Was aber geschah etwa jüngst rund um eine österreichische Ministerin, die wegen akademischer Unsäglichkeiten und evidentem Gesetzesbruch demissionieren mußte? Es gab seitens der Kulturpolitik keine Verteidigungsrede zugunsten der Mühen des Wissenserwerb.
Es gab a) Schweigen und b) freundliche Grußadressen an jene radikale Aufsteigerin, die sich bis heute – soviel ich weiß – für ihre Attacke auf das geistige Leben des Landes nicht entschuldigt hat.
Davor waren europaweit wissenschaftliche Periodika gelegentlich in Kritik geraten, weil man es bei der Prüfung eingereichter Manuskripte da und dort nicht so genau nahm, was Publikationen zur Folge hatte, die den üblichen Regeln nicht genügten.
Wo Protektion vor Kompetenz geht, was in Österreich wieder merklich zunimmt, scheint es derzeit schwer zu sein, allgemein plausibel zu machen, daß sich die Mühen von Wissenserwerb lohnen.

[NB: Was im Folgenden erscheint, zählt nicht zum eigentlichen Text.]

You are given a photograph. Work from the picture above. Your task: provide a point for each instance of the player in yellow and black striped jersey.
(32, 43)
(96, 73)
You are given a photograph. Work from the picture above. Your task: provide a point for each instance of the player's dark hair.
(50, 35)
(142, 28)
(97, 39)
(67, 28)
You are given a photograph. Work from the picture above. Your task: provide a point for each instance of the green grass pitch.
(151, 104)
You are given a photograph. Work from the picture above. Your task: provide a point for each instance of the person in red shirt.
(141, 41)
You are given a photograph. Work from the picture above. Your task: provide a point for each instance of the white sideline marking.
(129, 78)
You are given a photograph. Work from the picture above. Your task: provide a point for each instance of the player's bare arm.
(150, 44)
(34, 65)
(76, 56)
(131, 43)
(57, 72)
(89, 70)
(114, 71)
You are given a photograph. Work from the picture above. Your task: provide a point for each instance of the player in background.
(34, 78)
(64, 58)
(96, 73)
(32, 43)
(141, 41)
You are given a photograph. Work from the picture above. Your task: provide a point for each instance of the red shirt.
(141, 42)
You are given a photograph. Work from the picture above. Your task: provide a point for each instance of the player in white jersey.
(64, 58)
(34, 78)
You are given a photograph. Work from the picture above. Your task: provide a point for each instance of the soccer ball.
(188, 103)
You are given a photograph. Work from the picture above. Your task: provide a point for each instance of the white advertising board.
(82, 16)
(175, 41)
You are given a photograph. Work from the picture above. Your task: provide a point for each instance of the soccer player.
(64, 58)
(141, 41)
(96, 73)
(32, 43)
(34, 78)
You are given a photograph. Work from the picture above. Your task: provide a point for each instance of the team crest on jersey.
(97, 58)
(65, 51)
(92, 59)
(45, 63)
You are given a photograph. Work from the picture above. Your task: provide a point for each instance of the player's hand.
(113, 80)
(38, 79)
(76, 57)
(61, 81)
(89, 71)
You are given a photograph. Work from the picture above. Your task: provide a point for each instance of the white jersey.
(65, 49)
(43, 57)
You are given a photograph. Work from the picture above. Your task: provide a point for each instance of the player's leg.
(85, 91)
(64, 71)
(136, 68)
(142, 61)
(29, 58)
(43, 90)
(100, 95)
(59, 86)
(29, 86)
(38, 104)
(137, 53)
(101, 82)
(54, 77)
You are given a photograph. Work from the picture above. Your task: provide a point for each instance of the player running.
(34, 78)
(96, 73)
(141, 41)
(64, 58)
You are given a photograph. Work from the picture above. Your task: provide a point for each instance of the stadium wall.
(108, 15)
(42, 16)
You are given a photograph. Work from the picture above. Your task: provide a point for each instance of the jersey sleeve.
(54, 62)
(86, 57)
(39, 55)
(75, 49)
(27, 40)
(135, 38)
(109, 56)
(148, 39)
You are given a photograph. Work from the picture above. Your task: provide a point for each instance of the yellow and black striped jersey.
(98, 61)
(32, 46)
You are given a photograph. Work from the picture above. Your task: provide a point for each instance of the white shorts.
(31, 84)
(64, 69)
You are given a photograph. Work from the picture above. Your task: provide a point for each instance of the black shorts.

Dazu gehört eben auch, daß man sich um Erfahrungen und Kriterien bemüht, damit man die Qualität von Quellen beurteilen kann, was anscheinend völlig aus der Mode kommt.
Wenn dann freilich der „Doctor youtubis causa“ per Fernstudium ebenso mühelos wie unterhaltsam erworben werden kann, wird es schwer, mühsamere Wege als relevant herauszustellen.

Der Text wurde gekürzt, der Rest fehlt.